Unfortunately, my impression is that Soviet decision makers, principally Gorbachev, were so enthralled with the "good guy” narrative that the US was spinning in framing them as "heroes of peace” if they agreed to these weapons cuts that they overlooked the fact that a lot of this was just psychological warfare to strategically disarm their suspicions and get them to enter into a never-ending pattern of retreating on all fronts. Having said that, it’s difficult to see what difference it would have made if the USSR didn’t agree to those deals because it was eventually dismantled from within for reasons unconnected to those agreements but nevertheless still influenced by the US.

Basirat: In a book published in 1999, Ms. Saunders talked about the role of the CIA and its influence in the various levels of people, elites, and statesmen in orchestrating the collapse of the Soviet Union. Please kindly talk about this strategy.

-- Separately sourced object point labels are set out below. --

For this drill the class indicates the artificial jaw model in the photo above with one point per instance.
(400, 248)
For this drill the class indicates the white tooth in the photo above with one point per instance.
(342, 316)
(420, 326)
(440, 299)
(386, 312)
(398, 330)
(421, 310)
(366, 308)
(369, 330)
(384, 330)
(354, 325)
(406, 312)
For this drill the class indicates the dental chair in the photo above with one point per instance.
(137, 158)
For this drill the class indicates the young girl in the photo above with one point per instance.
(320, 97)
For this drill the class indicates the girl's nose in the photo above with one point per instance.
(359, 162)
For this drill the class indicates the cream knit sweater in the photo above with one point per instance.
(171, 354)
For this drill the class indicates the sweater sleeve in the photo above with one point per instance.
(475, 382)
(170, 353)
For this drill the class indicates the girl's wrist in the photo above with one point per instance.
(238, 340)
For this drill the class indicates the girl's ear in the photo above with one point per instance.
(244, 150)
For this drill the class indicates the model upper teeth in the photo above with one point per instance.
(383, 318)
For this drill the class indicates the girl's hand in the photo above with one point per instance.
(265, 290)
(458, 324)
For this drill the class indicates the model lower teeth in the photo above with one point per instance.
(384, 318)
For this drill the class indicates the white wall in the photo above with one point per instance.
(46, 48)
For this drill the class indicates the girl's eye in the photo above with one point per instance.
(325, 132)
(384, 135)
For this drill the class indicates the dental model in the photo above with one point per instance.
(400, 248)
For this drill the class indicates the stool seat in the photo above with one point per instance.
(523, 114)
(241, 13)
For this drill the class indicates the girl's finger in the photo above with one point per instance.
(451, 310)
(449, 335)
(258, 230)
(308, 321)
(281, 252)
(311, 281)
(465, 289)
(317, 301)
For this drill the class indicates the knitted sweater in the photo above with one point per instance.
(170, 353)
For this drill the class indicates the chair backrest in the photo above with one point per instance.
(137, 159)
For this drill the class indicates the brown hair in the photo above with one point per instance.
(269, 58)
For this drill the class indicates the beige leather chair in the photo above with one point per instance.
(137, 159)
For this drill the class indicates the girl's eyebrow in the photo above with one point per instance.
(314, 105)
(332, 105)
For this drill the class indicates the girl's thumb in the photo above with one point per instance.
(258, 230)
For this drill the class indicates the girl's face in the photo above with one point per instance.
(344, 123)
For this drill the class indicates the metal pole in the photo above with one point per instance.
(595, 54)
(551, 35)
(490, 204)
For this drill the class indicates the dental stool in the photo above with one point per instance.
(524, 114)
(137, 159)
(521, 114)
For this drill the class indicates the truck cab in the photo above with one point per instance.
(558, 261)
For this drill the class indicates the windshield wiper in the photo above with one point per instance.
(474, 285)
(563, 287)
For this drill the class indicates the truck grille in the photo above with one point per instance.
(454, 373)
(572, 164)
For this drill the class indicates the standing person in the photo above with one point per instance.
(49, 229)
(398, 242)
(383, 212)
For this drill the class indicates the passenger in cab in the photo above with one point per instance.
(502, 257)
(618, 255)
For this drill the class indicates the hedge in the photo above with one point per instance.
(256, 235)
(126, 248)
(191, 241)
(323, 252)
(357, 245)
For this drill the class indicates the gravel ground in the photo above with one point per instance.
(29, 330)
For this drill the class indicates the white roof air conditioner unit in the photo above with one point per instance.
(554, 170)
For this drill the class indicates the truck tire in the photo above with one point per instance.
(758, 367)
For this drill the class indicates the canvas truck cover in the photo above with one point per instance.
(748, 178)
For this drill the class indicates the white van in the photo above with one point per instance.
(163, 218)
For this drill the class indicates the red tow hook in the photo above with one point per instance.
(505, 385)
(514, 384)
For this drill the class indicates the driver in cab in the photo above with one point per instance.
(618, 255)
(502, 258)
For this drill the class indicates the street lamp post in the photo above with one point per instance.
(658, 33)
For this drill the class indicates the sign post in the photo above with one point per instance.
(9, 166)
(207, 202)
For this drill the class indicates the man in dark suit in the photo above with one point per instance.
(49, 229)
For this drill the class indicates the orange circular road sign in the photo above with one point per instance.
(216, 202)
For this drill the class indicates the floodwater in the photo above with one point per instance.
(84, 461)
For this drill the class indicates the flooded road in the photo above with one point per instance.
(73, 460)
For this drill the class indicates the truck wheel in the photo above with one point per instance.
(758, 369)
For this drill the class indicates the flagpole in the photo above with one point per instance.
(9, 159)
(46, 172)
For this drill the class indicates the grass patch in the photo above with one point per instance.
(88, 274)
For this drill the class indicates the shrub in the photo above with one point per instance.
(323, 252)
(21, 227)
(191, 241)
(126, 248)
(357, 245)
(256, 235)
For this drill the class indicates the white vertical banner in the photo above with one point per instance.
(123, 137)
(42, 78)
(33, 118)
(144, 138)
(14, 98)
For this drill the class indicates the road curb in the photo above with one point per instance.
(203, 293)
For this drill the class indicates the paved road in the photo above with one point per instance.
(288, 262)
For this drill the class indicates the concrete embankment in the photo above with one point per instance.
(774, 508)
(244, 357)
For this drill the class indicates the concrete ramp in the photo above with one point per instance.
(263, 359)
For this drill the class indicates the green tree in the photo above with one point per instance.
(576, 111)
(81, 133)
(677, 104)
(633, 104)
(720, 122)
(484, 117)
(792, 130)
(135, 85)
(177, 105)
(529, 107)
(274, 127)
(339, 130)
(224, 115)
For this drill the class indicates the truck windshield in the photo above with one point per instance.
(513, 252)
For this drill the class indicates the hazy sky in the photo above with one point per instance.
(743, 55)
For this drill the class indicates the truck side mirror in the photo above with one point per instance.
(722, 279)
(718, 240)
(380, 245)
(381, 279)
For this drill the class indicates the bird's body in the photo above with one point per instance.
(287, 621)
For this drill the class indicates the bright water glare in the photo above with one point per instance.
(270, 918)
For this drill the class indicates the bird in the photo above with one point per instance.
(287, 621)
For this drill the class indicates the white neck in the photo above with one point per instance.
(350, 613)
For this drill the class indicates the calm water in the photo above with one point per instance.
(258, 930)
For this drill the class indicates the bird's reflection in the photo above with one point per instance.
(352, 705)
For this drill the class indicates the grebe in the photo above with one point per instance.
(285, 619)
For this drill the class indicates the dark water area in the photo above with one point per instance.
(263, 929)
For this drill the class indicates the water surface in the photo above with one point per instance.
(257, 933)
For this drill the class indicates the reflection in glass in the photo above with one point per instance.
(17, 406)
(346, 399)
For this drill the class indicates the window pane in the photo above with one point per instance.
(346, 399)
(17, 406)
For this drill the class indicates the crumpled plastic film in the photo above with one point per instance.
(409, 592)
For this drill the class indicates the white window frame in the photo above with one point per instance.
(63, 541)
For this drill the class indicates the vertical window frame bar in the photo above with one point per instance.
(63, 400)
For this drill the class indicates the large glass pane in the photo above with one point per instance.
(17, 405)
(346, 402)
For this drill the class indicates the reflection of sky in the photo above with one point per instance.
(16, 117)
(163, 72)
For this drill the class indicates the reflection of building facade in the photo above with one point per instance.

Korybko: I’m unfamiliar with her work, but in brief, there’s a long-standing suspicion that some people within the Soviet hierarchy knowingly sold out to the US, though I think that the truth is more nuanced in that they fell for the CIA’s influence operations and operated exactly like how Washington wanted them to under the carefully controlled circumstances that America engineered around them. That’s not to say that "everything” that "went wrong” was an "American plot”, but just that one of the most important objectives that any intelligence can aim for is to exercise "scenario superiority” where they masterfully manipulate their targets into situations that are mostly beyond the participants’ control and largely influenced by external parties, though with all of the variables interacting in such a way that the decisions that each subject takes are genuinely thought to be their own and to their self-interest.

The objective is to manufacture a self-sustaining cycle of destruction whereby the targets ruin themselves through decisions that they truly believe are of their own making and in support of their interests under the circumstances.

It’s that dynamic which more accurately reflects the role that the CIA played inside of the Soviet Union in indirectly orchestrating its collapse than any effect that its individual agents could have ever had in directly executing this plan.

Thank you so much for devoting your time.